If you look at MIM material lists, 316L is everywhere. 304 is noticeably rarer. Why?
The short answer: 304 is difficult to MIM because its higher carbon content (0.08% max vs 0.03% max for 316L) makes it prone to sensitization during the slow cooling phase of sintering. 316L's molybdenum content and lower carbon make it far more forgiving in the MIM process. MIM 304 vs 316L — key differences:| Property | MIM 304 | MIM 316L | Why It Matters |
|---|---|---|---|
| Carbon content | 0.08% max | 0.03% max | 304 risks chromium carbide precipitation during slow sintering cool-down |
| Molybdenum | 0% | 2-3% | 316L has superior chloride corrosion resistance |
| Typical sintered density | 94-96% | 96-98% | 304 densifies less completely under standard MIM sintering cycles |
| Sintering temperature | 1300-1350°C | 1320-1380°C | 316L is more forgiving with a wider sintering window |
| Corrosion resistance (post-MIM) | Good, but risk of intergranular corrosion | Excellent — low carbon + Mo prevents sensitization | 304 may fail salt spray tests after MIM processing |
| Relative powder cost | 0.9x | 1.0x (baseline) | 304 is slightly cheaper but the cost difference is small |
303 contains sulfur (0.15% min) which makes it excellent for CNC machining but problematic for MIM — the sulfur forms low-melting-point sulfides during sintering, causing hot shortness and embrittlement. 303 is not recommended for MIM.

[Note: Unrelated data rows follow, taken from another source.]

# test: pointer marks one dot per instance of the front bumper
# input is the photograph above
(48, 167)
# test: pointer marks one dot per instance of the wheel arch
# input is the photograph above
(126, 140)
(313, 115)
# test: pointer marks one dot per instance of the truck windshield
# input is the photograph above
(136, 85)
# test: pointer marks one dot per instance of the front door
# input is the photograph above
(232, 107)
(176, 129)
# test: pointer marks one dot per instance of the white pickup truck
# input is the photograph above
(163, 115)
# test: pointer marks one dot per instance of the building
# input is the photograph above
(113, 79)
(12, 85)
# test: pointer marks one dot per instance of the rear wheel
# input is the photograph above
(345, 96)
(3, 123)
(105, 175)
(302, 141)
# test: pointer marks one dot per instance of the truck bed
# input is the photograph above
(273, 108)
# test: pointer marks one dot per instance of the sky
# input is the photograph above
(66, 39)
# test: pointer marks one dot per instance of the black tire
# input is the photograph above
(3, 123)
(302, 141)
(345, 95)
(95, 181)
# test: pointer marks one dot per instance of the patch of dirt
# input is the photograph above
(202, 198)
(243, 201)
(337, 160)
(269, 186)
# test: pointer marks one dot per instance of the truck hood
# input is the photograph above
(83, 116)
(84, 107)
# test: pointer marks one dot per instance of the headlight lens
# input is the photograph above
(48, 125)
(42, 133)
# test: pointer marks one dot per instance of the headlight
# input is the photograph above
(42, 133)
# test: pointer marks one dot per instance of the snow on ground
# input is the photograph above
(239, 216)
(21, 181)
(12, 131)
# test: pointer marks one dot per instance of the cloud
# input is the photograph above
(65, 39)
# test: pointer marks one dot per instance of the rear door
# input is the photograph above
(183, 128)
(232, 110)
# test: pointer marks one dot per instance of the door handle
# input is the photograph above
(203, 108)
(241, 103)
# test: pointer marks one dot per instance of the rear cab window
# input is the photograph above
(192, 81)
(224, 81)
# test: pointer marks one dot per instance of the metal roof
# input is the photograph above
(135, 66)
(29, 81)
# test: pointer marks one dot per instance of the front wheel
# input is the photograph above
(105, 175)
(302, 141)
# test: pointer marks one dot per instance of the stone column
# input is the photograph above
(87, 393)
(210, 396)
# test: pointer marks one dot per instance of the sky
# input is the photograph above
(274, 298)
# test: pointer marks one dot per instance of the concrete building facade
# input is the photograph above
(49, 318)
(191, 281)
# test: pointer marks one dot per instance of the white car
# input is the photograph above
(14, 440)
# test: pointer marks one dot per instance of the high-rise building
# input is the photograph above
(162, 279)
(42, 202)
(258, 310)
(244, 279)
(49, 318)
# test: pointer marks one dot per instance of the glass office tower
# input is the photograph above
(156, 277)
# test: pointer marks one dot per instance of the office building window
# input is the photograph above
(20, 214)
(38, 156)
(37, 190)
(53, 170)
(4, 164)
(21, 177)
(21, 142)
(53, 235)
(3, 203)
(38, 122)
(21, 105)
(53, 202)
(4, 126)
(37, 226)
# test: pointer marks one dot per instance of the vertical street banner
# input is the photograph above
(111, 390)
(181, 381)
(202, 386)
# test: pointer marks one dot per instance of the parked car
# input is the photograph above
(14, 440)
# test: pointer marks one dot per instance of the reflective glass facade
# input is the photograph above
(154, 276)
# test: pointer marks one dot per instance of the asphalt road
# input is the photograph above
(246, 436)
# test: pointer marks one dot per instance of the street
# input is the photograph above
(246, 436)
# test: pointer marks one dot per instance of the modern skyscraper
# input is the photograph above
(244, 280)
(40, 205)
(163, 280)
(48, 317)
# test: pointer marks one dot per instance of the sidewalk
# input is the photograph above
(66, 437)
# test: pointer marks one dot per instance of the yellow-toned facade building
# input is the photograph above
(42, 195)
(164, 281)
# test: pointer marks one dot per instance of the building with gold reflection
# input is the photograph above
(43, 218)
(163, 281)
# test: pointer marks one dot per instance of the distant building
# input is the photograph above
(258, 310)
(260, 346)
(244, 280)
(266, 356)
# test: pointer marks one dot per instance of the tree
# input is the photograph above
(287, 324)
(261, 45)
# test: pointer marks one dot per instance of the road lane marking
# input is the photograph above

Quick Q: Is 304 stainless good for MIM?304 is technically MIM-processable but rarely recommended. 316L produces better density, more consistent corrosion resistance, and a wider processing window — for a minimal cost premium. Stick with 316L for MIM and save 304 for wrought or machined applications where its limitations don't apply.
For applications where 304 is specified by tradition rather than engineering requirement, 316L is a drop-in replacement with superior performance at fractionally higher cost.